I lost my wallet last Monday, the 17th.
More precisely, it was stolen from my person as I went to temple in the morning, it being the first day of the new year according to the Malayalam calendar.
It had nearly half my month's pay, driving license, identification card at the hospital, and my two ATM cards.
It hurt.
It hurt that I had lost the money, that I'd now have to go through the laborious process of getting another set of documents issued as well as preventing misuse of the original.
But what hurt most was the dent in self-image. The realization that some common crook could pinch it off me and I didn't even know it: That the apparently efficient and competent professional could be outwitted so completely by a professional of another kind. That hurt.
There was not much to do, retrieving a wallet lost in a sea of perhaps a thousand being what the old adage 'needle in a haystack' is exactly about.
'Hope' is a strong feeling. Sometimes, it is all that stands between man and madness. In such hope, for gaining a degree of apparent control over the situation if nothing else, for retrieving a bit of that lost self-esteem, we tend to do something – anything – that might be useful; often, in the face of overwhelming odds and reason that tells us otherwise.

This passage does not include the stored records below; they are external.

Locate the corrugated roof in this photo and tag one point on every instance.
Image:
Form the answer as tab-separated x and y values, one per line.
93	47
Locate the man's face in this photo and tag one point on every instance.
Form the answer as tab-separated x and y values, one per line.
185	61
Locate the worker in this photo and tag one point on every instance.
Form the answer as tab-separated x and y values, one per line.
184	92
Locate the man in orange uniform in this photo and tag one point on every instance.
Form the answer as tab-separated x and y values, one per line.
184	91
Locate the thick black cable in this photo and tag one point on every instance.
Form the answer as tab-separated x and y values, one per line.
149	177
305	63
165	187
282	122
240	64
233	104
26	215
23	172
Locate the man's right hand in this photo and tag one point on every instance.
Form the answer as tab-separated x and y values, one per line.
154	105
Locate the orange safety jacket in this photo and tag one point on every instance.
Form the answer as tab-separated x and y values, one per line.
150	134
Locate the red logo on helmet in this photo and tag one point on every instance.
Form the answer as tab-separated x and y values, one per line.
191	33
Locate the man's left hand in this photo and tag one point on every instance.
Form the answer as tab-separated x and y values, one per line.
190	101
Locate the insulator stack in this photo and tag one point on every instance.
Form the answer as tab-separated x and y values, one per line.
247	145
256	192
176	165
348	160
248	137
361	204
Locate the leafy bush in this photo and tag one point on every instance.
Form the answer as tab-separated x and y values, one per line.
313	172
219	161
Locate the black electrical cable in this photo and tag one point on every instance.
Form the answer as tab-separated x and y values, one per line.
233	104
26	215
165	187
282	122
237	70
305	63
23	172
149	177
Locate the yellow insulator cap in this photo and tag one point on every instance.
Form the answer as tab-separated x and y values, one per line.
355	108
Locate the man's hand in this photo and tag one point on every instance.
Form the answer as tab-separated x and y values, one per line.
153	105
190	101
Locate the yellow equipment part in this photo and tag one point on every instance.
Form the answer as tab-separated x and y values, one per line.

So I go to the police station, report the theft, get a receipt for the same that says my driving license is stolen, and then – wait.
I need not have bothered.
But something did happen. Life went on. It was not as much of a catastrophe as I'd thought at first that it would turn out to be. It hurt still, the actual loss as well as the feeling of being outwitted, but fortunately – and this is important - there was no pressing engagement that I needed the money for.
There was a sense of Deja Vu, though. There have been other occasions too in my life, when something that I thought would hurt deeply, turned out to be not that bad to have happened, after all. It was the fearful anticipation that was harder to bear than the actual event when it happened.
The converse has been true too. Something one anticipates to be infinitely pleasing, turning out to be just one more good thing to have happened. Here I would remember how getting into Medical College turned out to be a mixed bag.
Then there were the times, those things that happened, that brought so much happiness that one could never have thought possible beforehand. Case in point my buying an old, second-hand Royal Enfield motorcycle that leaked oil from everywhere. Life has never been the same after that.
And finally, some things in life, you never know how much pain and hurt they will cause, until the day when finally lost. Ask anyone who's been in love and lost it.
So, it turns out there really is no telling how much something would please or hurt until we actually get there. Turns out it may not be a very good idea to plan your entire life ahead of you, for who knows how we might happen to not really like what we had planned for ourselves, or conversely, how we might actually like something we didn't quite bank upon.
I guess there is some merit to living under the stars after all.